Previous studies have shown an increase in the expression of phosphatidylinositol-3'-kinase (PI-3'-K) in macrophages from endotoxin tolerant (ET) rats. This implicates PI-3'-K cell signaling in attenuated macrophage responsiveness to lipopolysaccharide (LPS). These experiments examined the effects of selective pharmacologic inhibition of PI-3'-K in an in vitro model of ET. To induce ET, RAW 264.7 macrophages cultured in RPMI 1640 with 10% fetal calf serum were initially exposed to 10 ng/ml LPS (E. coli 0111:B4) for 19 hr. Non-tolerant cells received an equal volume of phosphate buffered saline. Some cultures were also incubated with the specific PI-3'-K inhibitor wortmannin (10 nM) during this tolerizing period. Cells were then washed and re-challenged with 100 ng/ml LPS for 24 hr. Next, macrophage tumor necrosis factor-alpha (TNF-alpha) and nitrite production were measured as indicators of ET induction. Macrophage TNF-alpha production decreased significantly while nitrite production increased significantly following ET induction. Specific inhibition of PI-3'-K prevented this decrease in TNF-alpha and increase in nitrite production in ET macrophages. Production of each mediator returned to levels not different than in non-tolerant macrophages. In this in vitro model of macrophage ET, pharmacologic inhibition of the PI-3'-K signaling pathway prevented the induction of LPS tolerance as measured by the production of two inflammatory mediators.

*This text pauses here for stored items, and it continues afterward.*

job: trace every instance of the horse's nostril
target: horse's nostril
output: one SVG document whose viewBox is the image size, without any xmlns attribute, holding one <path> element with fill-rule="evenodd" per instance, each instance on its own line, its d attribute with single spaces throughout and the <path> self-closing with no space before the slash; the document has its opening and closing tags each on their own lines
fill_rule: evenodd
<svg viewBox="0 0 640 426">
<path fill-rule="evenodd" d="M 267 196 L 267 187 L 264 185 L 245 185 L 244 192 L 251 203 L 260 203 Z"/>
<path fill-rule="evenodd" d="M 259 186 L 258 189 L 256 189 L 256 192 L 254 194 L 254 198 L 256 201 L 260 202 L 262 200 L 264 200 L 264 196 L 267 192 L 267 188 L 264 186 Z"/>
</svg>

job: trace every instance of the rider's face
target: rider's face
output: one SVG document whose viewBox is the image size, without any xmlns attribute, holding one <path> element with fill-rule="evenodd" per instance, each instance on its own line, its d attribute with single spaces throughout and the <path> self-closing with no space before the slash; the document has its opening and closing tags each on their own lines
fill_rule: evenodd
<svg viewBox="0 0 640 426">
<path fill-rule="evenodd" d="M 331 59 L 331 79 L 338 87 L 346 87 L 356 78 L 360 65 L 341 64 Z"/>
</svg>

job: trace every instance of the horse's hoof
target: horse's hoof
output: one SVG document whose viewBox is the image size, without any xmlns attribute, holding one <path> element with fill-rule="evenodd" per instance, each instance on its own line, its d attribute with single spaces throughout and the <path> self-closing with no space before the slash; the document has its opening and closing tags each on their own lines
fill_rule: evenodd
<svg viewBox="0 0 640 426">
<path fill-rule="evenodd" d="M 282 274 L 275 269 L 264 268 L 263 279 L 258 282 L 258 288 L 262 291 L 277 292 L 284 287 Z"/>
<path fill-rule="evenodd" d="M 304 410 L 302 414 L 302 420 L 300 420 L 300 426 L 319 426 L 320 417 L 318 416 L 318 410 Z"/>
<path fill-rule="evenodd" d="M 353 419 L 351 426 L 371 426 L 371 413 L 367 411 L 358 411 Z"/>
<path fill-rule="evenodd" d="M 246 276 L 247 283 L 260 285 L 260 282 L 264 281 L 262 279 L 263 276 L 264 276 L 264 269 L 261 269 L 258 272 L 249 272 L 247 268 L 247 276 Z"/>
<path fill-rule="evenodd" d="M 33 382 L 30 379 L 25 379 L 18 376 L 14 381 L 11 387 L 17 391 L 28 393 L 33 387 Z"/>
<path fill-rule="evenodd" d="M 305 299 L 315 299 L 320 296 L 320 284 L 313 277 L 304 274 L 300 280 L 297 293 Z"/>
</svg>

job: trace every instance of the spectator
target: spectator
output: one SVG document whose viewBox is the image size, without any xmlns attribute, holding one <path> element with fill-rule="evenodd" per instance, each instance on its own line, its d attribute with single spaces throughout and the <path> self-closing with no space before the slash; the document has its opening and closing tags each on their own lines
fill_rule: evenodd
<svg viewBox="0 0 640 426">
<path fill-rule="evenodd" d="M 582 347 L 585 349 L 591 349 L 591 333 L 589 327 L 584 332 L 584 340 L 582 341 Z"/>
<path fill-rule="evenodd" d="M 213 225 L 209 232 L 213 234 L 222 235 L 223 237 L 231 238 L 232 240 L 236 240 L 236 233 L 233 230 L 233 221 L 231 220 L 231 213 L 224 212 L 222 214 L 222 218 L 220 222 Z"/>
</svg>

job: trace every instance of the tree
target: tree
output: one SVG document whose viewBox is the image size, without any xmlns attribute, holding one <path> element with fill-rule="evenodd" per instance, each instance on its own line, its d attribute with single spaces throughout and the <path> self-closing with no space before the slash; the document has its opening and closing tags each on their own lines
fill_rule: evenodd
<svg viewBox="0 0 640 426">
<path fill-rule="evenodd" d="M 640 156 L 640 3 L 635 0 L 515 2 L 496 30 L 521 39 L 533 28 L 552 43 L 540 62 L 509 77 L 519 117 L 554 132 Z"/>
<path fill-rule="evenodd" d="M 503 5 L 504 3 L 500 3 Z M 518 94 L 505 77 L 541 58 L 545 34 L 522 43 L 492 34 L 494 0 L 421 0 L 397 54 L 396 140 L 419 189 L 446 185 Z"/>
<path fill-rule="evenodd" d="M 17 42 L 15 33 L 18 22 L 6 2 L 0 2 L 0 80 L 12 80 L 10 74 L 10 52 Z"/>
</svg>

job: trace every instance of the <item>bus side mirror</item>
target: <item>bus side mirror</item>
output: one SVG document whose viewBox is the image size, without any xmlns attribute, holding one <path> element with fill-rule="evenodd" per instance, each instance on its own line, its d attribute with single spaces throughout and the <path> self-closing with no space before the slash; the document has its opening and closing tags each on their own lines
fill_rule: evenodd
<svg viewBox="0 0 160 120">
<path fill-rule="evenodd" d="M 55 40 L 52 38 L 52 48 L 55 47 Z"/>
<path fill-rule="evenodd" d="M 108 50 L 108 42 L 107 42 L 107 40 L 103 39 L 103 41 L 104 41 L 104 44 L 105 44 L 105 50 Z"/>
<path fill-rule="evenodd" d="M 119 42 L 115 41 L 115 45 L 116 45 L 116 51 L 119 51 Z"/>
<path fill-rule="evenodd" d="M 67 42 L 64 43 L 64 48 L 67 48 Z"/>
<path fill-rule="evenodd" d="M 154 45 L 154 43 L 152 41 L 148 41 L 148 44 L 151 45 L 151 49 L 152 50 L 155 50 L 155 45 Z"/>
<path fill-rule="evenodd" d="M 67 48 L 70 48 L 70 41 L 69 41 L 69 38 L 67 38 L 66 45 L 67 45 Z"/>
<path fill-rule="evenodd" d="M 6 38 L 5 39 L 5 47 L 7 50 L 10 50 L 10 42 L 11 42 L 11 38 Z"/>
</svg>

Endotoxin tolerance alters phospholipase C-gamma 1 and phosphatidylinositol-3'-kinase expression in peritoneal macrophages.

Although the molecular signaling mechanisms underlying macrophage endotoxin (LPS) responsiveness are not fully understood, alterations in intracellular phosphatidylinositol (PI) metabolism appear to contribute. We evaluated the effects of endotoxin tolerance (ET) induction upon peritoneal macrophage (PM) expression of the principal PI enzymes phospholipase PLC-gamma 1 (PLC-gamma 1) and phosphatidylinositol 3'-kinase (PI-3-K). Rats received either 5 mg/kg LPS (ET) or phosphate-buffered saline (nontolerant, NT) which enabled 88% of ET and 25% of NT to survive a 25 mg/kg LPS dose 3 days later. PM were harvested by lavage on Day 3 from both ET and NT rats. Following overnight culture, 5 x 10(6) PM in serum-free media were stimulated with 5 ng/ml LPS for 0 to 30 min. Cell lysates fractionated by SDS-PAGE were transferred to nitro-cellulose and blotted with PLC-gamma 1, PI-3'-K, and phosphotyrosine (4G10) monoclonal antibodies. Western immunoblots were developed by enhanced chemiluminescence and quantitated by densitometry. Unlike NT cells in which PLC-gamma 1 was expressed constitutively and increased with LPS stimulation, PLC-gamma 1 expression in ET cells stimulated with LPS was markedly reduced in three separate experiments. In contrast, ET cells expressed considerably higher concentrations of PI-3'-K to NT cells. Patterns of protein tyrosine phosphorylation were similar in both NT and ET cells regardless of LPS stimulation. The development of endotoxin tolerance decreased PLC-gamma 1 expression and markedly amplified PI-3'-K expression in macrophages. PI-3'-K-generated second messengers may contribute to unique signaling pathways responsible for tempered cellular responses to LPS.